09 March 2021

Regular and systematic employment – when will a period of casual employment count as service for the purposes of an unfair dismissal claim?

In the recent decision of Amy Greene v Floreat Hotel Pty Ltd [2020] FWCFB 6019, the Full Bench of the Fair Work Commission has reiterated that casual employees’ hours need not be consistent or predictable for their employment to be regular and systematic.

In the recent decision of Amy Greene v Floreat Hotel Pty Ltd [2020] FWCFB 6019, the Full Bench of the Fair Work Commission has reiterated that casual employees’ hours need not be consistent or predictable for their employment to be regular and systematic.

Facts

An employee was initially employed as a food and beverage attendant on a casual basis for almost 12 months before accepting a full-time position with the same employer.
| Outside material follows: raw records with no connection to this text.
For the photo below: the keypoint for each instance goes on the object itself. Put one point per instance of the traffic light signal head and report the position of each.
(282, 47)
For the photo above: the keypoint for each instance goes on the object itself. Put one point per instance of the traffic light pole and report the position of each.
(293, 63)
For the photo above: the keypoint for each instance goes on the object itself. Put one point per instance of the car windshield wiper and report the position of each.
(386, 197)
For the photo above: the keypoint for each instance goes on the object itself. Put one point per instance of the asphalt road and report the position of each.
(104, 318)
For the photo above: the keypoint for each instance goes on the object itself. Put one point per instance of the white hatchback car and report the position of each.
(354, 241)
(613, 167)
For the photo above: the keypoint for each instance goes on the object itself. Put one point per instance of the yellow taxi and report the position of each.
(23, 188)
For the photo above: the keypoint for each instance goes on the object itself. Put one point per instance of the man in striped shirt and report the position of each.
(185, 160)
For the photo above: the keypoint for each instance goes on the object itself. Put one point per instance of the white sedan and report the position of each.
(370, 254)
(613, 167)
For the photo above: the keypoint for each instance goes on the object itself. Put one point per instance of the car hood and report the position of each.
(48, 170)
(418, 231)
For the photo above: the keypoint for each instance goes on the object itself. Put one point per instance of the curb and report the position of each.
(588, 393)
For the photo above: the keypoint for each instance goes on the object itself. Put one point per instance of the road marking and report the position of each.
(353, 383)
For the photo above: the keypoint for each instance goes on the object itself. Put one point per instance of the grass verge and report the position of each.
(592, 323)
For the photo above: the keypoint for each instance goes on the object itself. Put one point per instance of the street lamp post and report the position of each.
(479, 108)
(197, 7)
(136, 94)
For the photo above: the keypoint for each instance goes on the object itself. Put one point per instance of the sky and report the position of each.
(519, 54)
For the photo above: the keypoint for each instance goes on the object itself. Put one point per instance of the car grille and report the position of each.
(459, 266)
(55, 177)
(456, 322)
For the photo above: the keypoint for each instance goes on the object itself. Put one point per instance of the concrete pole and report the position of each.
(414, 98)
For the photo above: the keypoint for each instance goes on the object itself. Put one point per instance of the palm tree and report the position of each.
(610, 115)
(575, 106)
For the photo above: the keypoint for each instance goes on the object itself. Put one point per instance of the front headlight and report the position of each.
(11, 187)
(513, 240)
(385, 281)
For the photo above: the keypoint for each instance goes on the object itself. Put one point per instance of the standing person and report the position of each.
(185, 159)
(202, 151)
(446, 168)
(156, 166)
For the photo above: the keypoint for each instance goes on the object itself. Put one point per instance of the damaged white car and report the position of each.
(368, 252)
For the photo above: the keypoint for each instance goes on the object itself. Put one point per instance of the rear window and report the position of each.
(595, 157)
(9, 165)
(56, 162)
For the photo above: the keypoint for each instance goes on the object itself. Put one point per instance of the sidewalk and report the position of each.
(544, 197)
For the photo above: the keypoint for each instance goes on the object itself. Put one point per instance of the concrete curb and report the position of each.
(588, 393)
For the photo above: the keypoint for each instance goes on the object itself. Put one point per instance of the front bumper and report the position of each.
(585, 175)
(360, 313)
The employee was then only employed for three months in the full-time position before she was dismissed, and she sought to bring an unfair dismissal application.

The employer argued that the Fair Work Commission (FWC) did not have jurisdiction to hear the claim as the employee had not met the minimum employment period of six months in section 383(a) of the Fair Work Act 2009 (Cth) (FW Act).

Decision at first instance

Section 384(2)(a) of the Act provides that a period of casual employment will count as service for the purposes of an unfair dismissal claim if:

  • the employment is on a regular and systematic basis; and
  • the employee has a reasonable expectation of continuing employment.

At first instance, the FWC observed that during the period of casual service, the employee’s hours ’varied widely from week to week’ without a ’discernible pattern or system’ of allocation and ’most critically’, the employer had made it abundantly clear to the employee that she did not have a continuing expectation of employment.

The FWC determined that the period of casual service did not count as service and therefore, the employee was not eligible to pursue an unfair dismissal application because she had not completed the minimum employment period and was not a person protected from unfair dismissal under the FW Act.

Decision on appeal

The Full Bench determined that the FWC had given improper weight to the fact that the employee’s hours of work did not appear to be consistent or predictable from week to week. The Full Bench noted that this approach was inconsistent with the proper construction of the expression ‘employment … on a regular and systematic basis’ in section 384(2)(a) of the Act.

In overturning the FWC’s decision, the Full Bench reiterated that it is not necessary to identify a consistent pattern of engagement in the number of days worked each week, the days of the week worked and the duration of each shift in order for a casual employee’s employment to be regular and systematic. Rather, it is the engagement of the casual employee that needs to be regular, but the pattern of hours worked pursuant to that engagement do not necessarily need to be regular, predictable or assured.

The Full Bench determined that the employee’s casual employment was to be counted as service for the purposes of the minimum employment period as the requirements in section 384(2)(a) of the Act were satisfied because the employee:

  • worked approximately 36 hours per week
  • worked in accordance with a roster that was established in consultation with her
  • was allowed to choose the hours and days that she worked, and felt secure enough to turn down an offered shift.

Learnings

This decision is a helpful reminder for employers that, if a casual employee has been employed on a regular and systematic basis prior to accepting permanent employment, that period of casual service will count as service for the purposes of an unfair dismissal claim.